Добрые Алина и Яна сначала пытались как—то Катьку развлекать. Приносили ей булочки и засовывали под тот район одеяла, где должна была обретаться Катькина голова. Ставили музыку и проверяли, нравится ли она Катьке. Разговаривали, гладили по голове, и даже щекотали, чтоб улыбнулась. Катька булочки игнорировала, на музыку не реагировала, щекотки не боялась, а на все попытки поговорить по душам, шептала «отстаньте» и рыдала еще сильней. К Катьке прямо в комнату приходил школьный психолог, и они договорились, что Катька будет раз в неделю к нему ходить, они и ходила раз в неделю, а остальные разы все так же лежала и плакала на кровати. Уже учителя обсуждали, не отправить ли Катьку обратно домой, но сама Катька домой вроде бы не хотела, то есть она хотела, но не очень могла, вроде бы ей некуда было возвращаться, какая—то темная была история: умершая бабка, пропавший отец, то ли мать—алкоголичка, то ли брат—негодяй, подробностями Катька ни с кем не делилась, но так выходило, что ехать назад ей было как бы и некуда, любимый город, близкие друзья, люблю не могу, умираю скучаю, короче, кто сейчас без причуд. Алине и Яне скоро надоело возиться с Катькиными «отстаньте» и «уйдите» и они на самом деле отстали и ушли. Ну то есть не ушли, конечно, куда им было из той же комнаты уходить, но на Катьку обращать внимание перестали. Они шуршали пакетами, слушали музыку и принимали гостей. Иногда гости, из неразобравшихся, кивали на лежащую Катьку: а чего она там? Но им быстро все объясняли: вот такая у нас плачующая Катька, дорогие гости, в Европе есть писающий мальчик, а у нас — рыдающая девочка, не обращайте внимания, она всегда там лежит.
Некоторые гости оказывались жалостливыми и сами пытались Катьку расшевелить, но у них ничего не получалось. Не хотела Катька расшевеливаться никак. Если ее дергали за ногу, она лягалась. Сашу из параллельного класса лягнула тоже.

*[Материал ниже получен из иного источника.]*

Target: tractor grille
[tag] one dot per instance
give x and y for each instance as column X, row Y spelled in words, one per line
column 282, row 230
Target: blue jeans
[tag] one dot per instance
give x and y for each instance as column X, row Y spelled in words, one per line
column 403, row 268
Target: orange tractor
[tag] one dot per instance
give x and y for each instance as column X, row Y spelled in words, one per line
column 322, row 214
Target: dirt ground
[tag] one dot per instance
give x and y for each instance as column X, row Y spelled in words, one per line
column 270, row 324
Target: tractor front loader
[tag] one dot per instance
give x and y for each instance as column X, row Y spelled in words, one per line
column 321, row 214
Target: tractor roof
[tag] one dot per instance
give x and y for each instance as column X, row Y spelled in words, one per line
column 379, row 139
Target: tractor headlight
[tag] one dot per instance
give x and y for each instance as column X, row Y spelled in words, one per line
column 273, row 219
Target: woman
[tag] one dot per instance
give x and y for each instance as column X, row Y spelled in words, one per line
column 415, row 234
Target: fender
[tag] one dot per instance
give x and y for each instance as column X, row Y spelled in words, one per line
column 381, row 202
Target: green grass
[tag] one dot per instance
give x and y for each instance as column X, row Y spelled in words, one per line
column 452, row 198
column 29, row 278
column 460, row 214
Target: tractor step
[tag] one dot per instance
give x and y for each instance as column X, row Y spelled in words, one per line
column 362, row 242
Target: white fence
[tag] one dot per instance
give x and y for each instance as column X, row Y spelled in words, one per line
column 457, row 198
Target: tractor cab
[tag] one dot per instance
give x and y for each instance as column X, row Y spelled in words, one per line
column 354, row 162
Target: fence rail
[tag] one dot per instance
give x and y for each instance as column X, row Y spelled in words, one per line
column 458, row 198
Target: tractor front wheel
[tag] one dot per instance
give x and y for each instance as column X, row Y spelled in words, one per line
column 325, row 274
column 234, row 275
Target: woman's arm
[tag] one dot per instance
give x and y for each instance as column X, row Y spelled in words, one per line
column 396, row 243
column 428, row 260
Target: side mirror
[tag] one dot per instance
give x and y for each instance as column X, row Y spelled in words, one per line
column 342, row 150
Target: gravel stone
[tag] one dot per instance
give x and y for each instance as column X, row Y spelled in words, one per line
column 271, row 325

Саша из параллельного класса сама была странная, не хуже Катьки. Молчаливая и недружелюбная. Симпатичная на лицо такая, глаза темные и строгие, волосы длинные, но не заигрывает ни с кем и никого никуда не зовет. Остальные девчонки были побойчей, даже тихая Лида красилась и гуляла с мальчиком из параллельного класса, а Саша — ничего. Хотя могла бы: фигура у нее была хорошая, у Саши, лучше даже, чем у Алины, хотя у Алины все было в порядке — и лицо, и фигура. Девчонки шептались, что может быть, у Саши есть кто—то не из интерната, но она это почему—то скрывает, может быть, он — араб? Но Саша никуда из интерната сверх положенных двух выходных раз в две недели не отлучалась, а в те два выходных ездила к бабушке в Хайфу, и это тоже все знали. Саша, со всеми своими странностями, была мирная вообще—то, невредная, хотя и на сближение не тянулась, но ее звали куда—нибудь иногда, на какие—нибудь посиделки, почему не позвать. Всем было одиноко, всех звали. И Саша изредка приходила в разные комнаты, сидела со всеми и в основном молчала, но это уж точно никому не мешало, хочет человек молчать пусть молчит.